MAKING THE GRADE: Kansas fell 11 spots from 35th last year to 46th this year among the 50 states in terms of spending transparency.
By Travis Perry │ Kansas Watchdog
OSAWATOMIE, Kan. — The results are in, and the news isn’t good: Kansas continues to plummet in state spending transparency rankings, and it barely squeaked by with a grade of D-minus, according to a report by the U.S. Public Interest Research Group.
Now normally we take PIRG’s findings with a grain of salt; while they state they’re non-partisan, they’re a noticeable shade of blue. But its recent report, “Following the Money 2014,” delves into the nitty-gritty transparency details folks on both sides of the aisle can appreciate.
The most eye-popping aspect of this year’s dataset is Kansas’ 11-spot drop in the rankings. Last year’s report pegged the Sunflower State at an overall grade of C-minus at 35th place, but this year Kansas fell to 46th and was one point shy of receiving a big, fat F.
Phineas Baxandall, senior analyst for tax and budget policy with PIRG, said Kansas hasn’t necessarily been getting worse — standards and expectations are just getting higher.
“A state has to really be improving even to maintain the same score,” Baxandall told Kansas Watchdog, citing advancements in technological capabilities for raising the bar. “The expectations the public has for information have heightened over time, and our scoring has similarly gotten tougher.”
“What Kansas now gets a D-minus for would have done much better years ago with the same transparency functions,” he added.
Among the biggest knocks on the state is an inability to search its online spending site, kanview.ks.gov, for expenditures by keyword.
“If you already know what vendor you’re looking for with a contract, or you know the bureaucratic agency giving that contract, you’ll be able to find it,” Baxandall stated. “But if you want to know what the state spends on tires, there’s no way to just search that.”
Kansas also lost points for poor transparency regarding economic-development-program spending and the inability for people to download the entire spending data set.
Dave Trabert, president of the fiscally conservative Kansas Police Institute, said the state’s transparency infrastructure is nowhere close to where it needs to be.
“There is so much money that’s allocated that legislators never really see, citizens never really see,” Trabert said. “Money that comes off the top that’s not included in a budget process, you don’t see where that money goes.”

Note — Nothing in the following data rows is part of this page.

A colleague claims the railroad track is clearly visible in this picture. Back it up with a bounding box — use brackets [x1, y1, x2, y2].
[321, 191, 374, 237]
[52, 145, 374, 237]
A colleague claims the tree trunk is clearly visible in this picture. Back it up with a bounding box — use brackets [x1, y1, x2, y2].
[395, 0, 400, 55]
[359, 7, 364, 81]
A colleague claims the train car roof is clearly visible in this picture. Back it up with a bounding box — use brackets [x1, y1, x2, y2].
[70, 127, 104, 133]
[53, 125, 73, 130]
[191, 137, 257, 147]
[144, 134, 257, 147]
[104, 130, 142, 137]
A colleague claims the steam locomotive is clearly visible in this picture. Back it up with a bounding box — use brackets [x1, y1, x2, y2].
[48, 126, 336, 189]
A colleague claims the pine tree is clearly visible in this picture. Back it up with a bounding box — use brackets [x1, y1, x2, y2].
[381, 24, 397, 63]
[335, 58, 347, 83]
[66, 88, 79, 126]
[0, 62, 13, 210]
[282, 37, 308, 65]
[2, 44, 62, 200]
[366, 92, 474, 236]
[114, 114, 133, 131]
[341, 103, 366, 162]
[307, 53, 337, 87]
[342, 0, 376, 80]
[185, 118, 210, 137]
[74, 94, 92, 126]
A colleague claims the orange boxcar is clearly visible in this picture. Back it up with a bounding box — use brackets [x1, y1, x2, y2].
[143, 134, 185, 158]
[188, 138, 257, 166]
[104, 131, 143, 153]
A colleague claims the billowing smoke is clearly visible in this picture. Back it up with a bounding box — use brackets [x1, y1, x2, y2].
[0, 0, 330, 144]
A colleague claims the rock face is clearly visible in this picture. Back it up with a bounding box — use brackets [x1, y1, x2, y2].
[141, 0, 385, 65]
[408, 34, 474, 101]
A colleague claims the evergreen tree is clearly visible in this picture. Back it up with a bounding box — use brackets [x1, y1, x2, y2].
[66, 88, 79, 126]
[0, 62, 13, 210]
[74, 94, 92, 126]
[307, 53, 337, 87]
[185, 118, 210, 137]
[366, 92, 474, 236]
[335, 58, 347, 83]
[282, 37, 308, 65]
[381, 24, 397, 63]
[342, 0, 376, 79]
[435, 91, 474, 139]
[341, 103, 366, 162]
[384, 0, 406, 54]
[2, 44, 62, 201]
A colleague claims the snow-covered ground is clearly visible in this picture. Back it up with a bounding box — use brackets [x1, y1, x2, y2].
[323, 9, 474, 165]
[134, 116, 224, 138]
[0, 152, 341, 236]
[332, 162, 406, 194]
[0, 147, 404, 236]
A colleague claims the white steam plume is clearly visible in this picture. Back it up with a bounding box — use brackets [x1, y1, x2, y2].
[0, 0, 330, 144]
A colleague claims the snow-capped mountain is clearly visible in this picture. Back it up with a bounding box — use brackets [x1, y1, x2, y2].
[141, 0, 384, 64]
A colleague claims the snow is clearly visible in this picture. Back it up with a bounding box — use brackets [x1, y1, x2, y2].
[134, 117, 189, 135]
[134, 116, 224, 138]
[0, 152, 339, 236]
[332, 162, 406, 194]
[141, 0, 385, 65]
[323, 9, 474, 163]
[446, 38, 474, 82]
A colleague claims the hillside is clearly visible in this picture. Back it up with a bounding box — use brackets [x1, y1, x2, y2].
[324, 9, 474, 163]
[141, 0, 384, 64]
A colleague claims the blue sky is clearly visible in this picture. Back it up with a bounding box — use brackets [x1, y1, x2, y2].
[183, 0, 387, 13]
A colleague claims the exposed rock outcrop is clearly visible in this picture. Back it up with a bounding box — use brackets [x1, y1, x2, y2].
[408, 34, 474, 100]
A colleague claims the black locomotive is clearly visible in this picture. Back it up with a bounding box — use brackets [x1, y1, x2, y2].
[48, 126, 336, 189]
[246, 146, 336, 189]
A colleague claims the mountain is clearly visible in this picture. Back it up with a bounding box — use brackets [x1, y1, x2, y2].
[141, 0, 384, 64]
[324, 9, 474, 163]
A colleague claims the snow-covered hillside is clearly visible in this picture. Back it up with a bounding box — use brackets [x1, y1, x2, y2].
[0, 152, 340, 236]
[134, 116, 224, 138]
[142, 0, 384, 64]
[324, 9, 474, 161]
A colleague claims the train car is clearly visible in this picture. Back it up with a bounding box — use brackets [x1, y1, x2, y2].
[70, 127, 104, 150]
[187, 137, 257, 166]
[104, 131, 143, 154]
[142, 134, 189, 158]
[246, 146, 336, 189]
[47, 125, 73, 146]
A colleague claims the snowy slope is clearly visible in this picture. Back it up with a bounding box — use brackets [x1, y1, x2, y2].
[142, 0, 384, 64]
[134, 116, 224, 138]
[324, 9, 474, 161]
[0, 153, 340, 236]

In an ideal world, Trabert said, Kansas would alter its budgetary practices to allow for greater transparency and implement changes to show every transaction, no matter how small.
“Nothing that’s off budget, off books, nothing that’s tax expenditures, no such thing,” Trabert said. “Record revenues where they flow and record expenditures.”
One fascinating nugget of information uncovered by PIRG researchers was how transparency doesn’t adhere to political boundaries. PIRG’s report was unable to find any correlation between a state’s political leanings and its level of transparency.
Kansas at least wasn’t dead last, for whatever that’s worth. We beat out Idaho, Alaska and California.